День целиком Берестов убил на оформление бумаг и выколачивание положенного. Когда уже всерьез решил идти по команде жаловаться, снабженцы вдруг "обратили тылы" и назад телега шла хорошо груженой — выдали почти все, что должно, только сахар заменили банками с засахарившимся малиновым вареньем, а мясо заменили по вывертам снабженческой мысли сушеной рыбой. Не воблой, а какой-то другой, со странным названием "сопа". Все в соответствии с приказами, даже ящик пряников вручили, из расчета 2 грамма пряника на 3 грамма сахара. Списки оружия оформил как должно, теперь на команду совершенно официально приходилось двадцать немецких карабинов. Оставалось себе подыскать подходящий пистолет. Впрочем, через два дня был должен состояться сбор всех командиров и начальников, занимавшихся в районе похоронами погибших и сбором трофеев, ожидалась важная инструкция из Москвы.
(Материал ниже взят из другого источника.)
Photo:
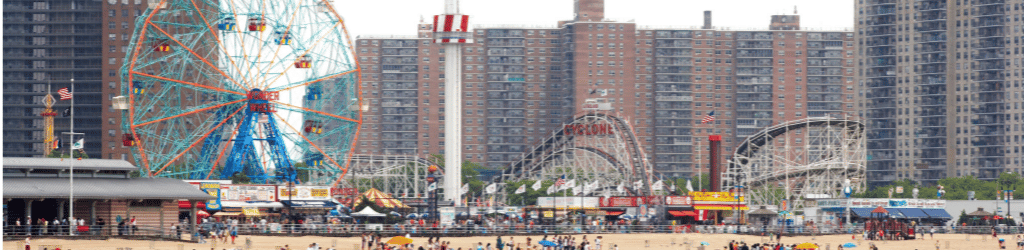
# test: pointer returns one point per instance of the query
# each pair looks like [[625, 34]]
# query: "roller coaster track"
[[563, 142], [828, 151]]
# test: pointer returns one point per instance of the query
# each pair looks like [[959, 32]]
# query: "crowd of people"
[[43, 226], [376, 242]]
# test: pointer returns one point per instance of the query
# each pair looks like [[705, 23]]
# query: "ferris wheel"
[[267, 89]]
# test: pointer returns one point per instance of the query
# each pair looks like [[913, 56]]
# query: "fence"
[[465, 231]]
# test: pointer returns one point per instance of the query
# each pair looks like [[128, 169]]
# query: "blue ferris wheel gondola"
[[281, 37], [216, 115], [227, 24], [313, 93]]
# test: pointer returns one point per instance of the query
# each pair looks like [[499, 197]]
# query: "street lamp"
[[737, 193]]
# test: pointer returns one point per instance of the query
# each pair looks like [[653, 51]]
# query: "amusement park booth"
[[924, 211], [104, 194], [709, 205], [249, 201], [306, 199], [551, 209]]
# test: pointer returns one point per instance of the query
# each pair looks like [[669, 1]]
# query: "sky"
[[401, 16]]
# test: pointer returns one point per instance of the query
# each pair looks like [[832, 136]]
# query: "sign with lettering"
[[679, 201], [589, 129], [303, 193], [248, 193], [213, 190], [714, 197]]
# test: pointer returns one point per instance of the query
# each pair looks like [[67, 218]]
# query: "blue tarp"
[[309, 204], [912, 212], [937, 213], [862, 212]]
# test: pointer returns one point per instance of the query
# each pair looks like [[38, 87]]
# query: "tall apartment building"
[[940, 87], [50, 43], [521, 83]]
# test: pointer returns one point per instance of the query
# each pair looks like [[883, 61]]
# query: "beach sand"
[[625, 241]]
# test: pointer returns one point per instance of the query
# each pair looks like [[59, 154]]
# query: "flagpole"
[[71, 162]]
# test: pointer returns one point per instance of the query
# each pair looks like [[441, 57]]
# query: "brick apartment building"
[[523, 82], [52, 42], [940, 87]]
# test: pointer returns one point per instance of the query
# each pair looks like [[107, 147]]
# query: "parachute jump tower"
[[452, 29]]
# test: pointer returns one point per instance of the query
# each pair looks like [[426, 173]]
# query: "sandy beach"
[[633, 241]]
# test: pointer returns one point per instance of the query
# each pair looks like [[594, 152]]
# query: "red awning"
[[185, 205], [880, 210], [683, 213], [613, 213]]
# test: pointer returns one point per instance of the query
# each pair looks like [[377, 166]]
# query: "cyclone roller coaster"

Берестов читал при начале своей деятельности приказ от 18 декабря 1941 г. за номером 361 "Об эвакуации трофейного имущества". Тогда проверкой, проведенной по заданию Заместителя Народного Комиссара Обороны тов. Мехлиса, было установлено, что в тылу Западного фронта никакого организованного сбора трофейного имущества не производится.
"Громадное количество разного рода военного имущества, брошенного противником, без учета используется воинскими частями. Отсутствие какой-либо охраны брошенного противником имущества приводит к тому, что население беспрепятственно забирает это имущество".
Приказ грозно велел:
"Немедленно укомплектовать рабочие команды по сбору и эвакуации трофейного имущества в полках соответствующими специалистами до полного штата и снабдить команды положенными транспортными средствами.
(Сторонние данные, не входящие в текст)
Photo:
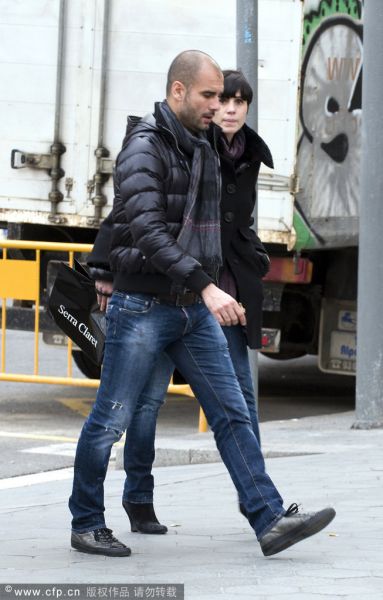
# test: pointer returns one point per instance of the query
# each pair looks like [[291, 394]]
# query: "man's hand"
[[104, 291], [223, 307]]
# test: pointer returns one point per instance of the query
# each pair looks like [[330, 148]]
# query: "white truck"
[[72, 70]]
Назначить уполномоченных по сбору и эвакуации трофейного имущества из числа энергичных волевых командиров, способных организовать и возглавить эту работу.
Начальникам тылов армий и фронтов организовать сбор, охрану и сосредоточение трофейного имущества на сборных пунктах, дислоцированных в районе ближайших железнодорожных станций, имея в виду дальнейшую эвакуацию имущества в тыл по железной дороге". Это из прочитанного начпох запомнил твердо. Разумеется, он понимал, что кроме него тут работают и другие, но не ожидал, что наберется два десятка человек, руководящих этой работой. Должны были ознакомить под подпись с новой инструкцией, что ожидали из Москвы. За два дня пистолетом разжиться не было сложно.
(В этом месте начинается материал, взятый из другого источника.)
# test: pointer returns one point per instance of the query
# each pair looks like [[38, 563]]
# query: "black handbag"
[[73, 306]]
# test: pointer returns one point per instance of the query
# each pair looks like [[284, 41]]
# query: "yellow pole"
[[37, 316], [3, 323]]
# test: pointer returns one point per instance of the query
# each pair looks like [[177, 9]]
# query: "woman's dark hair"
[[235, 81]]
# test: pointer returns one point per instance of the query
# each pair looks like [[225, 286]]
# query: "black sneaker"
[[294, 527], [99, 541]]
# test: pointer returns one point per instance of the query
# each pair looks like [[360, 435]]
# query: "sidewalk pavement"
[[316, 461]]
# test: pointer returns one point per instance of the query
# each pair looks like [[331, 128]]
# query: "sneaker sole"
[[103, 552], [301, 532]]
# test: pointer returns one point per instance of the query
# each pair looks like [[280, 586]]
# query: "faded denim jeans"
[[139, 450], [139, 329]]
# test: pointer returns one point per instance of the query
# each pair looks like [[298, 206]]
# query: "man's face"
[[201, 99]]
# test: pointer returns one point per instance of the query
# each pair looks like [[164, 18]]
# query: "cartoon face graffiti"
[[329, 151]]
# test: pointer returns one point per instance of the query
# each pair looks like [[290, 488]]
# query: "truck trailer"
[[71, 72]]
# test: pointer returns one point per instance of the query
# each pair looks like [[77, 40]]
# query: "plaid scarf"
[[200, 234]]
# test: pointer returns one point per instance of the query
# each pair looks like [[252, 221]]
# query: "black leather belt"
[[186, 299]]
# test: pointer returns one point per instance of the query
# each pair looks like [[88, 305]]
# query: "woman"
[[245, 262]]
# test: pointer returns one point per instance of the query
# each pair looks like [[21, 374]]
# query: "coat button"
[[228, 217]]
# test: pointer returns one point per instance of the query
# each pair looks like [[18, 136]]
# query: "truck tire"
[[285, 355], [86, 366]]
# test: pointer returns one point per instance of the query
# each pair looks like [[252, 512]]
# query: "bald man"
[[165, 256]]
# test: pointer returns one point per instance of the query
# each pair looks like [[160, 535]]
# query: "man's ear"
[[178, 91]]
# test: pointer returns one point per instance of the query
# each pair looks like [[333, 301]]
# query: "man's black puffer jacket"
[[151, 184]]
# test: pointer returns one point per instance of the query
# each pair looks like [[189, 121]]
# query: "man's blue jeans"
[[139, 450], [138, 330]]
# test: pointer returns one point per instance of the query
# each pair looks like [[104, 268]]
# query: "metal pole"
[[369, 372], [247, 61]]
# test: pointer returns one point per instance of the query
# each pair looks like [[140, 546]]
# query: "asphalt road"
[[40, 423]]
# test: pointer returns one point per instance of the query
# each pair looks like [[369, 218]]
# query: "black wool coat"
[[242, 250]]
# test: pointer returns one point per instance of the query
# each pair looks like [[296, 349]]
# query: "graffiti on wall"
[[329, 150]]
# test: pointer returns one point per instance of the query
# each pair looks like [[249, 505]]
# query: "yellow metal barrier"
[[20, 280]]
Мерно стукотали копыта лошадки по дороге. Берестов размеренно шагал сзади, поглядывал на идущего впереди старшину команды. Выбрал самого пронырливого, про которого слыхал, что летом при отступлении, наткнулись его сослуживцы на брошенную полуторку со стеклянными флаконами. Вроде как с обеззараживающей жидкостью, спирт с чем-то еще. Старшина роты всё это прибрал, и, когда встали в оборону, поставил задачу — попробовать перегнать. Вот этот жох все и соорудил, как самый грамотный мастер по хитровыделанным делам в роте. Недалеко от расположения упал наш истребитель, оттуда сняли трубку, из которой сделали змеевик. Котелок снизу, котелок сверху, с дыркой для змеевика, всю конструкцию обмазали глиной и на костёр. Когда накапало полкружки, старшина роты дал попробовать своему ездовому, тот по этому делу был большой спец.
Знаток глотнул, сказал:
— Не понял!
И хапнул уже по-настоящему. Кружку у него тут же отняли. Продукт признали годным, нагнали себе и ротному, и для всяких тёмных старшинских дел — тоже. Ротный отправил часть напитка в батальон, комбат — в полк. А старшина со своим подручным так какое-то время и работали — самогонщиками. Всё начальство очень одобряло, кроме ротного, который, видя, что запасы кончаются, сказал, что пора закрывать эту лавочку. На счастье банды самогонщиков — расположение периодически бомбили и старшина роты вскоре трагически доложил всем заинтересованным лицам, что бомба попала прямо в химимущество. А ротному они ещё месяц гнали из остатков.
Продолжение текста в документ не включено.